9.3 Wildfire Observations By Airborne and Truck-Based Mobile Doppler Lidars during the California Fire Dynamics Experiment (CalFiDE)

Thursday, 4 May 2023: 9:00 AM
Scandinavian Ballroom Salon 4 (Royal Sonesta Minneapolis Downtown )
Brian J. Carroll, CIRES, Boulder, CO; and A. W. Brewer, E. J. Strobach, M. Zucker, M. W. Holloway, R. Marchbanks, B. J. McCarty, A. S. Makowiecki, N. P. Lareau, and C. B. Clements

Wildfires and their threat to first responders and the general public have increased over the last decade. This has led to an increased need for fire-related products and forecasts, with observations being essential as “ground truth” for product development. New observations of fire behavior and dynamics such as fire-generated winds, plume rise processes, and topographical effects are important to advancing model performance. However, three-dimensional profiling of wind fields is particularly challenging around wildfires, especially in complex mountainous terrain where wildfires often occur. The California Fire Dynamics Experiment (CalFiDE) from 26 August to 26 September 2022 was designed to target this challenge with two state-of-the-art mobile Doppler lidars on airborne and mobile ground-based platforms supported by additional remote sensing and in-situ instrumentation. This presentation will focus on the two mobile Doppler lidars including the novel deployment strategies and a preliminary analysis of data from the immediate area of wildland fires. Observed features include updraft and plume characteristics, fire-affected winds such as inflow strength and extent, entrainment processes and finer scale dynamics embedded in wildfire plumes, and other non-linear fire-atmospheric dynamics. The aircraft also hosted high-resolution multispectral imaging to map out the fire and couple evolving fire behavior to the observed wind fields.
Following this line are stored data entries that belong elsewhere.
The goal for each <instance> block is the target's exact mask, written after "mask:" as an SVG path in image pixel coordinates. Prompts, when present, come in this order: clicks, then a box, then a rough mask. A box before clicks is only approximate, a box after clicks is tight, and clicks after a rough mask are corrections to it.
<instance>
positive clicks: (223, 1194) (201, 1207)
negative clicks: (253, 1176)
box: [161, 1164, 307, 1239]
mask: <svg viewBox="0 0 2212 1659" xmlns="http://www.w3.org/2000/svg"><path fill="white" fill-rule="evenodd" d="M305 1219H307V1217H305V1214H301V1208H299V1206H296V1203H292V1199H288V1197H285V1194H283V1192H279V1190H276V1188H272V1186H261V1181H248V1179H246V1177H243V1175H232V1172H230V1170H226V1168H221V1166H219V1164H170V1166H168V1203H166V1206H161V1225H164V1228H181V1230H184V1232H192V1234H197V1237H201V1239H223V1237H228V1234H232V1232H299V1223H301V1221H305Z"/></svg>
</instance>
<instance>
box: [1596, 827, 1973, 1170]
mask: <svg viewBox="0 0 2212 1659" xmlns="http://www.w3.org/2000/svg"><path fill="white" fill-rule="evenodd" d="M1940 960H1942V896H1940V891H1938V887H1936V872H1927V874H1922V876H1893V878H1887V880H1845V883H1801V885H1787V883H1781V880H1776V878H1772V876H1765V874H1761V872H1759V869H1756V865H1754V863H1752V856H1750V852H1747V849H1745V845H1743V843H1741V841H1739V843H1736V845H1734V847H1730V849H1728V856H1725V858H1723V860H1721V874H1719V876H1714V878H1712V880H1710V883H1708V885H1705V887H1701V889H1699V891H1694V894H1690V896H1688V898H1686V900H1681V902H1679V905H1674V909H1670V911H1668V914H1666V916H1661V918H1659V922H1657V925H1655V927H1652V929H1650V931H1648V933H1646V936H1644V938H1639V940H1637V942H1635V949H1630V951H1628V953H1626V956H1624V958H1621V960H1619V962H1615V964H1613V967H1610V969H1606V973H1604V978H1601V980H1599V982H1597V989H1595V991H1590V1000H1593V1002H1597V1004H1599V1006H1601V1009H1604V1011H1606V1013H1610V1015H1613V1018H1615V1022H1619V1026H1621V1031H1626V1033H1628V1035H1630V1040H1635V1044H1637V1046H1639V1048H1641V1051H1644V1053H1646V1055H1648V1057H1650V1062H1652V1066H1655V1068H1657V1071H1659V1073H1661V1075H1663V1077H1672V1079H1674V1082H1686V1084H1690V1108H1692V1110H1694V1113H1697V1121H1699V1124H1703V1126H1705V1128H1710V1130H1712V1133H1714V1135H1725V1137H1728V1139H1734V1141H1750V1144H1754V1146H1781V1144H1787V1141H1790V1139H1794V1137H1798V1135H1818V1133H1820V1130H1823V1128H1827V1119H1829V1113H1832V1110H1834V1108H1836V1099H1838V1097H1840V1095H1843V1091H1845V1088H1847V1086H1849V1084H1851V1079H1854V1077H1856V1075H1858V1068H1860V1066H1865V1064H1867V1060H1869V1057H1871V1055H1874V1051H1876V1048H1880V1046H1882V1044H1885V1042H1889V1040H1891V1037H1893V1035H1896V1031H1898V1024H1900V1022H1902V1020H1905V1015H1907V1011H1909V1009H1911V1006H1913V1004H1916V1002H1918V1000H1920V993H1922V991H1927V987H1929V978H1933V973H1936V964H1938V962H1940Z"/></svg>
The system installed on the NOAA Twin Otter aircraft employed a multi-axis scanner to manipulate beam azimuth and elevation with varying scan rates, with 60 m range resolution and 2-10 Hz temporal resolution. Wind profiles were collected in the immediate vicinity of the wildfire to examine fire-affected winds and inflow characteristics. Vertical stares were performed over hotspots to capture cross-sections of the vertical motions. These vertical winds provide quantitative characterization of updrafts along with mixing or entrainment, including inference of horizontal vortices. The lidar attenuated aerosol backscatter return also provides information on plume structure and motion, and the lidar was able to track the plume well downwind of the fire.

The truck-based system is capable of making measurements while underway and while stationary, leveraging a motion-stabilization platform and inertial measurements for platform motion correction of the lidar measurements. Two channels are employed simultaneously to profile vertical winds (zenith stare) and horizontal winds (conical scan at 15 degrees off-zenith). The system design is rugged enough for dirt roads and other access challenges to achieve desired proximity to wildfires in remote and mountainous areas. During CalFiDE the truck-based system was deployed primarily to sample the upwind inflow regions of targeted wildfires, monitoring inflow velocity and structure over time. Where road access and science objectives allowed, the truck-based system sometimes stayed mobile to provide contextual winds throughout the region near the fire, which often featured complex terrain flows.